Another 25% of the CPU was spent in __mf_find_objects_rec.
Based on these numbers, it looks to me as though the splay tree scheme
used in the Jones patches is quite a bit more efficient than the scheme
used by mudflap, at least for this particular benchmark.
The mudflap -collect-stats option prints this:
calls to __mf_check: 7055903 rot: 3814640/895326
__mf_register: 2478597 [32774B, 17537153B, 57253B, 15945517B, 47484B]
__mf_unregister: 1832560 [15996862B]
__mf_violation: [0, 0, 0, 0, 1]
calls with reentrancy: 748613
lookup cache slots used: 1024 unused: 0 peak-reuse: 330646
number of live objects: 646038
zombie objects: 204
The bounds-checking statistics look like this:
Calls to push, pop, param function: 4849919, 4849918, 2
Calls to add, delete stack: 6355484, 6355481
Calls to add, delete heap: 697272, 51349
Calls to check pointer +/- integer: 2430879
Calls to check array references: 4064610
Calls to check pointer differences: 911088
Calls to check object references: 84148982
Calls to check component references: 3851614
Calls to check truth, falsity of pointers: 3970940, 509519
Calls to check <, >, <=, >= of pointers: 0
Calls to check ==, != of pointers: 7943034
Calls to check p++, ++p, p--, --p: 38543835, 1368, 0, 0
References to unchecked static, stack: 0, 0
If I'm reading this right, this means that there were about 7M
calls to the mudflap check routine __mf_check, about 80M calls to the
bounds-checking object dereference checker, and about 40m calls to the
bounds-checking pointer-increment checker. So there are about 20 times
as many calls to the bounds-checking runtime, yet the mudflap runtime
used about 5 times as much CPU.
One other minor thing. On the Fedora Core 1 Linux system that I'm
using for testing (with GLIBC 2.3.2), I get a mudflap violation every
time I use one of the ctype routines (isdigit, isupper, islower, etc.)

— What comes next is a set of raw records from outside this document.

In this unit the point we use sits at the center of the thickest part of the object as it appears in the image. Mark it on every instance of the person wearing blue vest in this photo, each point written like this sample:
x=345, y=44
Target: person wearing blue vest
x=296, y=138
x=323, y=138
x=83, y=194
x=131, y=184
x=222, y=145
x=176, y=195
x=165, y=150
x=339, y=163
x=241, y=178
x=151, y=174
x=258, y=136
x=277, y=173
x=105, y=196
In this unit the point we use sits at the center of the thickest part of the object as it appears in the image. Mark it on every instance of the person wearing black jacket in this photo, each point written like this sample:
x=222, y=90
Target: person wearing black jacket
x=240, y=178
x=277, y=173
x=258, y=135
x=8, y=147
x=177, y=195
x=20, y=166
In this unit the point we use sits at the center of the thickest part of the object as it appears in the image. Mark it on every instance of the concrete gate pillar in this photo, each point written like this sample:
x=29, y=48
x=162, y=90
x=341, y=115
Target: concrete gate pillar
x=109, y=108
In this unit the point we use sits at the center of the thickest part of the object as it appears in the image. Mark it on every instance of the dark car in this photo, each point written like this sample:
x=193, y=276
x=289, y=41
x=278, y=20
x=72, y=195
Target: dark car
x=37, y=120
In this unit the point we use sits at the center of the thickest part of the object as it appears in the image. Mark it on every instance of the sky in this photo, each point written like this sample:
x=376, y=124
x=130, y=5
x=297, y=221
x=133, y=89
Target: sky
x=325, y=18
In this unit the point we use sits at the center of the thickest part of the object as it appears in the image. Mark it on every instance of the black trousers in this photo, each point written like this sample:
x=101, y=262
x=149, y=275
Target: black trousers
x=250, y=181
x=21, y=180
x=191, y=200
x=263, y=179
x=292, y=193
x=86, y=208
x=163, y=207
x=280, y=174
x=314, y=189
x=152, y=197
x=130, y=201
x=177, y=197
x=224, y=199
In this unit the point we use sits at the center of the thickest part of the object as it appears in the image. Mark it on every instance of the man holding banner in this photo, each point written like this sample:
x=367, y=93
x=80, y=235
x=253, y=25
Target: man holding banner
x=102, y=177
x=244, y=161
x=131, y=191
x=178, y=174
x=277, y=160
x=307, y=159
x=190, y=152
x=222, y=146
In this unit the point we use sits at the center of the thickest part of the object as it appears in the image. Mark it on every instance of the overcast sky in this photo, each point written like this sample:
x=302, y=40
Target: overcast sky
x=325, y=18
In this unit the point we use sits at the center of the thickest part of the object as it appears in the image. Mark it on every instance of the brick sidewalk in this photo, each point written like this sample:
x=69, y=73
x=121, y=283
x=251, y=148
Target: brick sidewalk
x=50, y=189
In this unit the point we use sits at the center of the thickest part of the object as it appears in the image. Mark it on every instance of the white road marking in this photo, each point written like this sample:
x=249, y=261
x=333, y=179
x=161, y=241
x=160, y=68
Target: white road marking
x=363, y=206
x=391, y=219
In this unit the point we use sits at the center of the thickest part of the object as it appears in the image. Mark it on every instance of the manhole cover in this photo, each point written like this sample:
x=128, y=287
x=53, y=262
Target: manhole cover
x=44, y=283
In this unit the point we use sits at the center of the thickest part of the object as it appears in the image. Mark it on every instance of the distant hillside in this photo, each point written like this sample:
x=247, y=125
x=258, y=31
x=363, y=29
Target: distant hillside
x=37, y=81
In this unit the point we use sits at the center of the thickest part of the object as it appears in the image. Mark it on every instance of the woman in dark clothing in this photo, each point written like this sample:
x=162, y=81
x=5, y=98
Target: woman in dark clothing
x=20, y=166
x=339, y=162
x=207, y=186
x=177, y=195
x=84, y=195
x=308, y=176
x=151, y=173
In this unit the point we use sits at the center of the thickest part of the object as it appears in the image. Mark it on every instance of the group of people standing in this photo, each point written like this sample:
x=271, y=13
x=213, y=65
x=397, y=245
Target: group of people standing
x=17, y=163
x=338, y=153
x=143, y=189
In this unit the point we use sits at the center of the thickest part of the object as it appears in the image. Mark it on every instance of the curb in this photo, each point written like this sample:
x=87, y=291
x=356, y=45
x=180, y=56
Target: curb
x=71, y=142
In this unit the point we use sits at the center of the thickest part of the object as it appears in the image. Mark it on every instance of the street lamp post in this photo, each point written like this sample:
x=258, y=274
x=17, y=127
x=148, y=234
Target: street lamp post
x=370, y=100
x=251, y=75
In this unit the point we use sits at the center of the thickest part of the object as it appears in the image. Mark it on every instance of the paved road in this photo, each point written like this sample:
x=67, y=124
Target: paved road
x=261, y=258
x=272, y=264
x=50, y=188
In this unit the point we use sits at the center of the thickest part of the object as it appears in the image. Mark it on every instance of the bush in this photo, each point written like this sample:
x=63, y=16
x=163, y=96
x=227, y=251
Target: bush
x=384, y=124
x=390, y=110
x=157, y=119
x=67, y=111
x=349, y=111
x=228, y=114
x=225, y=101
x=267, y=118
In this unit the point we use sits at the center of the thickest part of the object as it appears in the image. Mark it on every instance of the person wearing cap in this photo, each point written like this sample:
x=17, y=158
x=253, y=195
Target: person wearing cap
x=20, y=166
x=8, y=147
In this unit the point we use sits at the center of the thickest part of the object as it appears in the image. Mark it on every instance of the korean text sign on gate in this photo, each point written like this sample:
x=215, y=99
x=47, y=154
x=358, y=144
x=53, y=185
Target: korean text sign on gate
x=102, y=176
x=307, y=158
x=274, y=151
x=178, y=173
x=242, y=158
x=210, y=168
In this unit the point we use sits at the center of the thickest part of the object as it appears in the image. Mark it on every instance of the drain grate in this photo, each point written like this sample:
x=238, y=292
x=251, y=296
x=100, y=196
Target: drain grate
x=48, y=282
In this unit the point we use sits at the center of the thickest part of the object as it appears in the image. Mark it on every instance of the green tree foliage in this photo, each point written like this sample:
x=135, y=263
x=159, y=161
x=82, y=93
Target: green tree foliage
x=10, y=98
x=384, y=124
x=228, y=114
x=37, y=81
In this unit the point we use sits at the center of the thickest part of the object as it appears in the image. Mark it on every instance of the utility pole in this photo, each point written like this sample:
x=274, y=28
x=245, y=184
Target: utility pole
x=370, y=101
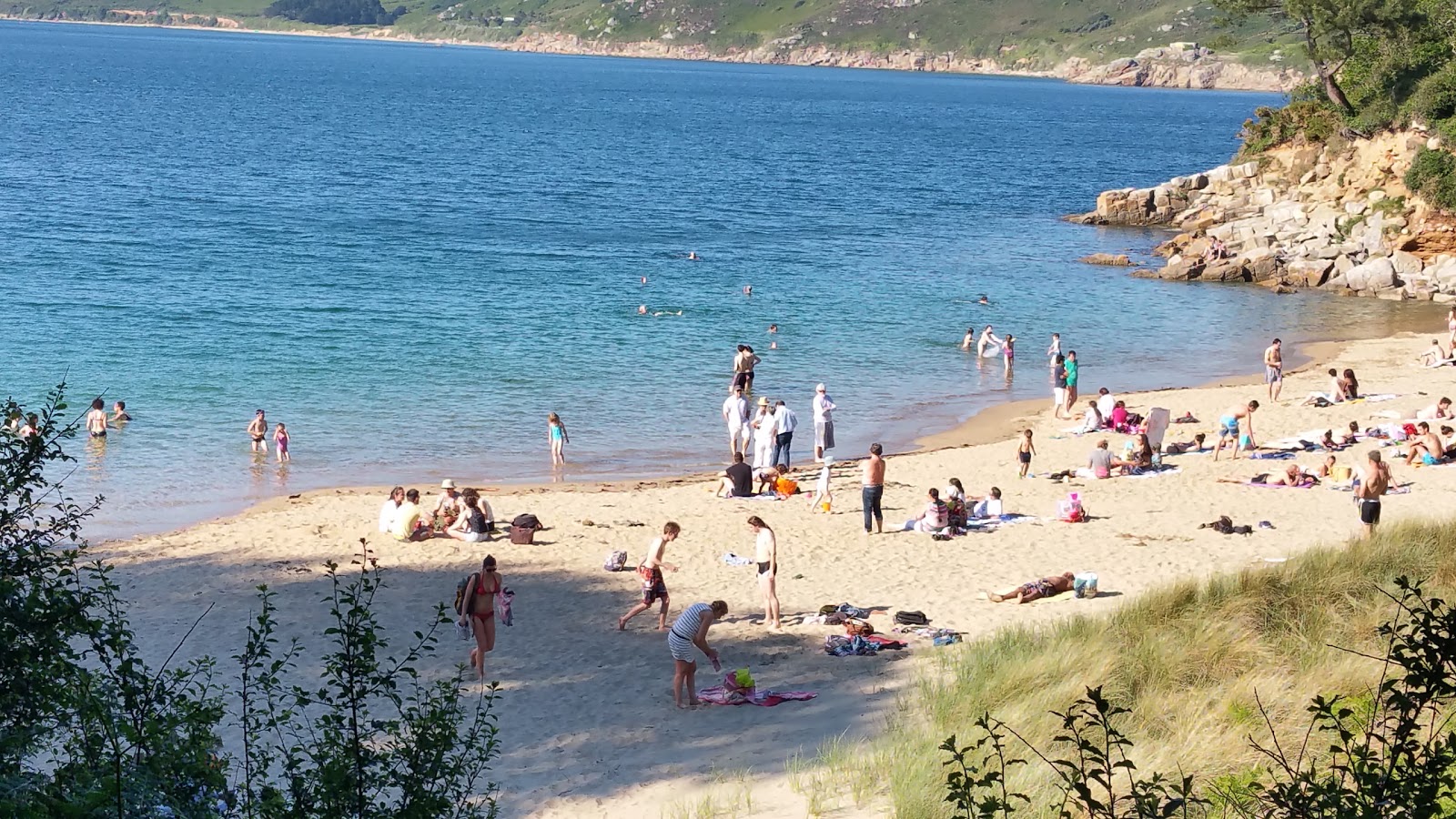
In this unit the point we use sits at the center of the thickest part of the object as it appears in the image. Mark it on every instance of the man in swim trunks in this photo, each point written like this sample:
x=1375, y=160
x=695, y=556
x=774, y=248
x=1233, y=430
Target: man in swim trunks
x=768, y=561
x=258, y=430
x=1273, y=369
x=874, y=489
x=1229, y=428
x=654, y=588
x=1375, y=480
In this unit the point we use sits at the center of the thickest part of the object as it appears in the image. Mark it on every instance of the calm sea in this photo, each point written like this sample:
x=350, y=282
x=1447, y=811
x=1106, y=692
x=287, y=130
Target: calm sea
x=412, y=254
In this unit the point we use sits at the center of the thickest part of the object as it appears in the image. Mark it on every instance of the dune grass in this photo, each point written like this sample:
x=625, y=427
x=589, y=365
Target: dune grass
x=1193, y=662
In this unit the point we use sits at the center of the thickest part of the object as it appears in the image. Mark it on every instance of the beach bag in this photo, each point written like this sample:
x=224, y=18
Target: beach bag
x=524, y=528
x=912, y=618
x=462, y=589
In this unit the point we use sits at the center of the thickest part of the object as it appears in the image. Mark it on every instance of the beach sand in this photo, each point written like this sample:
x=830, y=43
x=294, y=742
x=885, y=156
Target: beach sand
x=587, y=720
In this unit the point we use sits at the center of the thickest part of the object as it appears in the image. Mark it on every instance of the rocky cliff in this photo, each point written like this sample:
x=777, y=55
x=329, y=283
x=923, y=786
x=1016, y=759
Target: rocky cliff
x=1336, y=216
x=1155, y=67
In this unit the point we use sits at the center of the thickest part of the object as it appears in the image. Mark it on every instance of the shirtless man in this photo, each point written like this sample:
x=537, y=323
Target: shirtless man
x=1438, y=411
x=768, y=557
x=1426, y=448
x=743, y=365
x=1375, y=480
x=874, y=489
x=448, y=504
x=1274, y=369
x=654, y=589
x=258, y=430
x=96, y=420
x=1229, y=428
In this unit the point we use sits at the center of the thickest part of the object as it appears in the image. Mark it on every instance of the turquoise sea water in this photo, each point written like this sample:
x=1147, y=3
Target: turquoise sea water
x=411, y=256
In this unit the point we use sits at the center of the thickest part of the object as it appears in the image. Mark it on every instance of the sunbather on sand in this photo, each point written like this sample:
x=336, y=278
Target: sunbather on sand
x=1426, y=448
x=1290, y=477
x=1037, y=589
x=1196, y=445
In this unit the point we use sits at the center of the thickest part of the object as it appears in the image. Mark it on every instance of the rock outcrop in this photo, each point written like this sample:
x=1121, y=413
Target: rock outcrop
x=1336, y=216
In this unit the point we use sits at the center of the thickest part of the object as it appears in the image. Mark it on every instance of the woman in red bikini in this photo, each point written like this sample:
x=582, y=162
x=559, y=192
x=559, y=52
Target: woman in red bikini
x=480, y=608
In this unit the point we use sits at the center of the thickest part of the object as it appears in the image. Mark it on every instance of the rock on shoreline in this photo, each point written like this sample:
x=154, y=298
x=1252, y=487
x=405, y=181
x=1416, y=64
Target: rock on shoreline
x=1336, y=216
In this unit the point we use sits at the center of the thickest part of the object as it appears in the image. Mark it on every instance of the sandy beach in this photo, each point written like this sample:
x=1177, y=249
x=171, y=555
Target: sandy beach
x=587, y=722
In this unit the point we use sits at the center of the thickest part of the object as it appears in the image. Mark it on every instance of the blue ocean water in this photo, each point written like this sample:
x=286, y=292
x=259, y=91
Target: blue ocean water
x=412, y=254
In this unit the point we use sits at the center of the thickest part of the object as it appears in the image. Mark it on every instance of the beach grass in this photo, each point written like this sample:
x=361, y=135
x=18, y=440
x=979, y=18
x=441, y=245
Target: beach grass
x=1201, y=665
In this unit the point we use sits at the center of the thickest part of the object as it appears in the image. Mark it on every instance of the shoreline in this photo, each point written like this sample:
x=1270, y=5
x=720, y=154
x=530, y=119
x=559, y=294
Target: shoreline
x=577, y=690
x=1065, y=72
x=995, y=424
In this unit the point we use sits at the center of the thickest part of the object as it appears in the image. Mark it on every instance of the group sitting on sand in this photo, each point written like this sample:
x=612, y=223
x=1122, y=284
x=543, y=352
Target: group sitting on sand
x=459, y=515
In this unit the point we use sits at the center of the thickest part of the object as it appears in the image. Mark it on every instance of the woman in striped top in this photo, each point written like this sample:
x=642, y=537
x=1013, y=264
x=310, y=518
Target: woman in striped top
x=689, y=630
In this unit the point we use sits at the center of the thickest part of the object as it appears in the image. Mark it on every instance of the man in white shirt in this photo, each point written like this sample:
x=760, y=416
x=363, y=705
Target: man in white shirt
x=823, y=423
x=735, y=414
x=784, y=424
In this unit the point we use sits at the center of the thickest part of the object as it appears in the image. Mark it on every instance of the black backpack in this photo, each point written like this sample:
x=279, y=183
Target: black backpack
x=463, y=591
x=912, y=618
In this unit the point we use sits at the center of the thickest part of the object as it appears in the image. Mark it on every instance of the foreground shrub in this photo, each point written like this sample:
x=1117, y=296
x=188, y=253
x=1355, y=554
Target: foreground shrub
x=1390, y=753
x=91, y=731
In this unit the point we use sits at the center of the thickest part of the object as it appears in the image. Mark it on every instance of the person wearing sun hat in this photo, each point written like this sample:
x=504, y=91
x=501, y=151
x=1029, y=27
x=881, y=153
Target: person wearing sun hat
x=763, y=435
x=448, y=506
x=823, y=423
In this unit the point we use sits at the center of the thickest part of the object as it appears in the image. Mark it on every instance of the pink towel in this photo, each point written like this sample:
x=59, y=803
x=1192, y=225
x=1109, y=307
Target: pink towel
x=720, y=695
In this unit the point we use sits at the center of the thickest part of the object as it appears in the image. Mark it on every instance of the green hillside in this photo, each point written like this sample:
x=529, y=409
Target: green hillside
x=1036, y=33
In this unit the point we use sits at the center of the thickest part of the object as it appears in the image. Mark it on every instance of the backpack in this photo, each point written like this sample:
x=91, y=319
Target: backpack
x=463, y=589
x=912, y=618
x=524, y=528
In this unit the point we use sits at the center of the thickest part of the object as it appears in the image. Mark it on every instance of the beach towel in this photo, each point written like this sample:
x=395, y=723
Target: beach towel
x=720, y=695
x=1302, y=486
x=1157, y=471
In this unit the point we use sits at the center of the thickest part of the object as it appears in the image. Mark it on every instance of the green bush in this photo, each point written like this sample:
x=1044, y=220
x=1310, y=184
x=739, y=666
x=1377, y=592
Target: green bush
x=1433, y=177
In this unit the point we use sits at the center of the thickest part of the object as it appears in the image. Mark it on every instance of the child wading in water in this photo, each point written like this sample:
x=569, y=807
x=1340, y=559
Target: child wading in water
x=281, y=443
x=1024, y=452
x=558, y=438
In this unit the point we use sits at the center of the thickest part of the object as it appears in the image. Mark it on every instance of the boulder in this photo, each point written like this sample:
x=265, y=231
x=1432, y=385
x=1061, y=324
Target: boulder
x=1405, y=264
x=1111, y=259
x=1375, y=274
x=1309, y=273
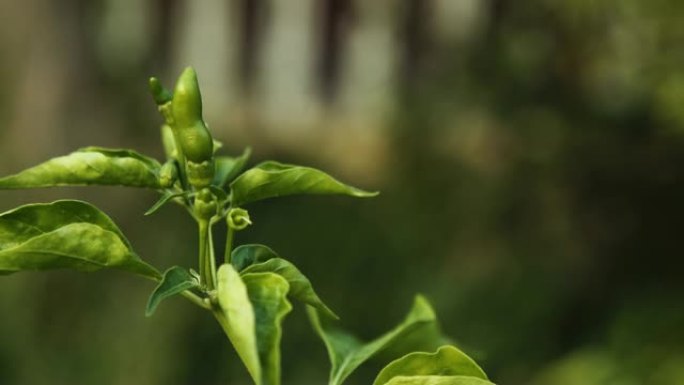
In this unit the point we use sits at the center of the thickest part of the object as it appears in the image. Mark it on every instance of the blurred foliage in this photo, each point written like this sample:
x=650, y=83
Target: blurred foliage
x=531, y=187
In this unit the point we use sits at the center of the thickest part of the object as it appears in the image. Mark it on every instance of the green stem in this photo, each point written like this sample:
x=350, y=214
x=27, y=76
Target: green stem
x=212, y=258
x=206, y=274
x=229, y=244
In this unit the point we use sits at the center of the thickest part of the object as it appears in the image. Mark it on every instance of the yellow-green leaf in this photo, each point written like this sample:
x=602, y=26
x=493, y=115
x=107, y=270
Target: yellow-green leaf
x=346, y=352
x=65, y=234
x=89, y=166
x=236, y=316
x=446, y=361
x=272, y=179
x=267, y=292
x=438, y=380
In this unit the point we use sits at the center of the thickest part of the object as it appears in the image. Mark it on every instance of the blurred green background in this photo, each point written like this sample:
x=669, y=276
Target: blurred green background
x=530, y=156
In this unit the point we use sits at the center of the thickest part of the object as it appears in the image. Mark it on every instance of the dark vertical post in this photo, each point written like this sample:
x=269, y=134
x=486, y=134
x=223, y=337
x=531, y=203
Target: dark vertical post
x=252, y=17
x=414, y=39
x=334, y=18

I assume that's because there is some array in the library that is
accessed by the ctype macros, but which hasn't been registered with
the mudflap runtime. For the tests above, I've been using my own ctype
replacement so as to avoid this problem.
From: "Frank Ch. Eigler" <firstname.lastname@example.org>
Hi, Doug -
Thanks for your comments. Please feel free to resend your note and my
reply to email@example.com for the benefit of other developers.
Indeed, the libmudflap runtime is not well optimized yet, and help or
suggestions are welcome. On the instrumentation side at least, mudflap
is bound to perform better, and also has more room to improve.
With respect to ctype, yes, these types of static arrays used by
libc macros pose a problem. One solution would require adding a few
autoconf-sensitive lines to mf-runtime.c to register these during
initialization much as environment variables and std* FILE objects are.